- The financial markets reacted to Donald Trump's election victory with a surge in long-term bond yields, driven by concerns over inflationary policies and expectations of stronger economic growth.
- The Federal Reserve cut interest rates by 25 basis points, reaffirming its commitment to full employment and stable inflation.
- While experts remain divided on the Fed's next move, markets responded positively, with the S&P 500 and Nasdaq seeing gains following the announcement.
Following Donald Trump’s election win, markets have been reacting to the potential legislative changes brought on by a Republican-controlled Congress. A key concern among investors is the likelihood of inflationary policies, such as tariffs, which could spur economic growth but also raise inflationary pressures.

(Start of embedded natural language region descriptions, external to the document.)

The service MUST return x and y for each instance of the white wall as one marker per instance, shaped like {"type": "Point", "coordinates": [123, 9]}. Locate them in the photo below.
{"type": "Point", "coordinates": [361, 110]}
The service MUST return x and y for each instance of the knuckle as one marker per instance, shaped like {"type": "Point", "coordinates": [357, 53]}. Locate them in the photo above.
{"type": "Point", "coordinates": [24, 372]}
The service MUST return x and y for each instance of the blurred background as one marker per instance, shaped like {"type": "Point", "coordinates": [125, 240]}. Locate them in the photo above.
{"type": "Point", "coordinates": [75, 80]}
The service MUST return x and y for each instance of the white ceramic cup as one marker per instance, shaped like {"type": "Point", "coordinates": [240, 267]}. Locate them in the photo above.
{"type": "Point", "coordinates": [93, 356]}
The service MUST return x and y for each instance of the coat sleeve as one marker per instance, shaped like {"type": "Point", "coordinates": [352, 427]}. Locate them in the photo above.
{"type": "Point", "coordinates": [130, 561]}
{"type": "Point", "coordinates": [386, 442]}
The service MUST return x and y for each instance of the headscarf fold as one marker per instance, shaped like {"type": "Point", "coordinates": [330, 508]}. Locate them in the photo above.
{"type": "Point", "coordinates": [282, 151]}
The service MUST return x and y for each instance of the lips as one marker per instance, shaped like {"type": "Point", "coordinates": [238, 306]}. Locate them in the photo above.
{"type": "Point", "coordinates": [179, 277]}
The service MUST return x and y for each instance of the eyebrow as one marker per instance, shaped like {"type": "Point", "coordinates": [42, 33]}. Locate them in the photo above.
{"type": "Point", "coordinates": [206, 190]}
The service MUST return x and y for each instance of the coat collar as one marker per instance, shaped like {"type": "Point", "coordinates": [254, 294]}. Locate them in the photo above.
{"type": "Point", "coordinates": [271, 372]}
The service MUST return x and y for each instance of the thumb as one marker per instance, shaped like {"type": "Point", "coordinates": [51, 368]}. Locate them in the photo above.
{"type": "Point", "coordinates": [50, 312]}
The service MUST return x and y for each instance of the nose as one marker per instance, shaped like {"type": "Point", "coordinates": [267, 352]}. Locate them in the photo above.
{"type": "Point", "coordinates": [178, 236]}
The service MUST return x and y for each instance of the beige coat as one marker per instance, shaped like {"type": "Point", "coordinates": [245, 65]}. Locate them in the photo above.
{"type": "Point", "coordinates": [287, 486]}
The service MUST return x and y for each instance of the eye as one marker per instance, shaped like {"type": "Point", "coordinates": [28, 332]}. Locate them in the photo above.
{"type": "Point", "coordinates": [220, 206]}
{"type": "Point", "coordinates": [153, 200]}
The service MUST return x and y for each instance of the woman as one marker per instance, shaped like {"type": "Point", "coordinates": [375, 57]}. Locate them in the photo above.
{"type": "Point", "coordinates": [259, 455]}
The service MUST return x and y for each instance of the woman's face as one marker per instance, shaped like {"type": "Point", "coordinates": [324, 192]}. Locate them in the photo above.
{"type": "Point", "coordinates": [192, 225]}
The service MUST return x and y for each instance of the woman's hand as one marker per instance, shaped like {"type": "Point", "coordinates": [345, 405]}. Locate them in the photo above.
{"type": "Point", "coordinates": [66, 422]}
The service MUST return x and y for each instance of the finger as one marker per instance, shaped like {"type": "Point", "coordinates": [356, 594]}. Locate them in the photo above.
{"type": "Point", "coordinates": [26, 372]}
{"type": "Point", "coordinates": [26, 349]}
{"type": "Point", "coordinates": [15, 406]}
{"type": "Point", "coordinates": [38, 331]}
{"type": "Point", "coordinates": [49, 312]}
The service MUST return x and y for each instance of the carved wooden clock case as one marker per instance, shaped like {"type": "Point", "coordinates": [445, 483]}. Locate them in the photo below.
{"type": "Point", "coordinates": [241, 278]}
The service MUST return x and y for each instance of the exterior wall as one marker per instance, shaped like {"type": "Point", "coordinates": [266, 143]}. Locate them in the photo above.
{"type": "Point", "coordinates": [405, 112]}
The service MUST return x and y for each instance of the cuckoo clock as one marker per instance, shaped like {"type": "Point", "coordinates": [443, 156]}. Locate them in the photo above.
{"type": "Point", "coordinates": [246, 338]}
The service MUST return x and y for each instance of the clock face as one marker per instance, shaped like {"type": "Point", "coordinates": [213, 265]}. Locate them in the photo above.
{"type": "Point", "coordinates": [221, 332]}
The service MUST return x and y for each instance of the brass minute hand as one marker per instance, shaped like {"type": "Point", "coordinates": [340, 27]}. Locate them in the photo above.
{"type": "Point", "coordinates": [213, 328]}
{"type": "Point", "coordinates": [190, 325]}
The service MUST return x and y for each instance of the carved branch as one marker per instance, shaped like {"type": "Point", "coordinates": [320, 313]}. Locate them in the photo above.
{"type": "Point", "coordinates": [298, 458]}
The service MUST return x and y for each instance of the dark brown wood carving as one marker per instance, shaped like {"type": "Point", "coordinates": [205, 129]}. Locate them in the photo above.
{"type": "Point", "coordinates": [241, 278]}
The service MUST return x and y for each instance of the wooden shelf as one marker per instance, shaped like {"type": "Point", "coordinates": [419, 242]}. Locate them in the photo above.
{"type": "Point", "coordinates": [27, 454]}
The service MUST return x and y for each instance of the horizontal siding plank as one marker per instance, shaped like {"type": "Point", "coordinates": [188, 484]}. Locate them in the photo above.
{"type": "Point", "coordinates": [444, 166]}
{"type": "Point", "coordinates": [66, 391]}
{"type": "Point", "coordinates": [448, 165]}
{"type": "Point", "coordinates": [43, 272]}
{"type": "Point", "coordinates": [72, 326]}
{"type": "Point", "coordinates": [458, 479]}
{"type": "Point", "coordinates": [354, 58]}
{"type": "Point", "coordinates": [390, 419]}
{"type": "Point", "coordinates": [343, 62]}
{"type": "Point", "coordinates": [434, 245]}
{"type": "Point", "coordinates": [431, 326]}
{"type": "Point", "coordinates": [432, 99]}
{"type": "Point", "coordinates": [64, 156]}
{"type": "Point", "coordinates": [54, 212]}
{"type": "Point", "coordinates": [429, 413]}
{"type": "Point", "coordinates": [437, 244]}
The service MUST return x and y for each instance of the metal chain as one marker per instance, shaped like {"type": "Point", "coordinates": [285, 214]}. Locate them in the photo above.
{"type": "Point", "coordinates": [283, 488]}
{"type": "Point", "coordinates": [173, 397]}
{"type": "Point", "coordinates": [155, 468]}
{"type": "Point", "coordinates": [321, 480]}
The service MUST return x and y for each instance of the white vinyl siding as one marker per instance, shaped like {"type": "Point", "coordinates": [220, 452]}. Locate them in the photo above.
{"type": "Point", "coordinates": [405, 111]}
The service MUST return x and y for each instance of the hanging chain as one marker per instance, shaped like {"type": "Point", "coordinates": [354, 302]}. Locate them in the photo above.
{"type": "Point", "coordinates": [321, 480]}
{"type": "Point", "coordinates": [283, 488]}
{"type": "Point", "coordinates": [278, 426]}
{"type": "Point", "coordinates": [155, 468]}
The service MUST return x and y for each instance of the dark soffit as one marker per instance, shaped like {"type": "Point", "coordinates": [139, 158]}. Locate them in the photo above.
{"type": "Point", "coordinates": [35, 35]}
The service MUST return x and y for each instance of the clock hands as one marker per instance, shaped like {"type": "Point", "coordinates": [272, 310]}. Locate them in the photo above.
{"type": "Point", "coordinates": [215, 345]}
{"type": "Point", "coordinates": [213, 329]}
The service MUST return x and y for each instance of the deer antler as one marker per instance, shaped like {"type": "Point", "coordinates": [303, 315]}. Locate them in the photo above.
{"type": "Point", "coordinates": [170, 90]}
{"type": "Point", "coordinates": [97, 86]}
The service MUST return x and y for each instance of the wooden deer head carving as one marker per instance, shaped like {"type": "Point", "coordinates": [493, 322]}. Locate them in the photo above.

As a result, long-term bond yields have surged globally, especially in the U.S., as investors brace for faster economic growth and inflation. Initially, the U.S. dollar also soared in response to expectations of a stronger economy, but this rally has since calmed alongside a slight retreat in bond yields.
The Federal Reserve, meanwhile, is under pressure to navigate this changing economic landscape. As Fed Chair Jerome Powell convened the Federal Open Market Committee (FOMC) meeting today, the focus shifted to the Fed’s response to these rising long-term bond yields, which have been tightening financial conditions despite cuts to short-term interest rates.
Financial experts are divided on how the Fed should handle this. Andy Constan of Damped Spring Advisors argued that the Fed might need to adopt a more hawkish stance to bring long-term yields down.
"More rate cuts could backfire by pushing bond yields even higher, tightening conditions the Fed hopes to ease," Constan suggested.
Please Fed. Pay attention. Economy is en Fuego and you risk losing the bond market https://t.co/KaCIviMPha
— Andy Constan (@dampedspring) November 5, 2024
On the other hand, Tom Lee advocated for more dovish policies, noting that lower short-term rates could eventually ease pressure on long-term yields.
In line with expectations, the Fed announced a 25 basis point (bps) cut today, reaffirming its commitment to achieving maximum employment and maintaining a 2% inflation target. Market participants are now watching closely for a potential second rate cut in December, with odds currently standing at 66%.
Despite the modest cut, markets responded positively. The S&P 500 rose 0.6% and the Nasdaq climbed 1.3% following the Fed’s decision, reinforcing optimism for a continued rally, especially in cyclical sectors like industrials and financials.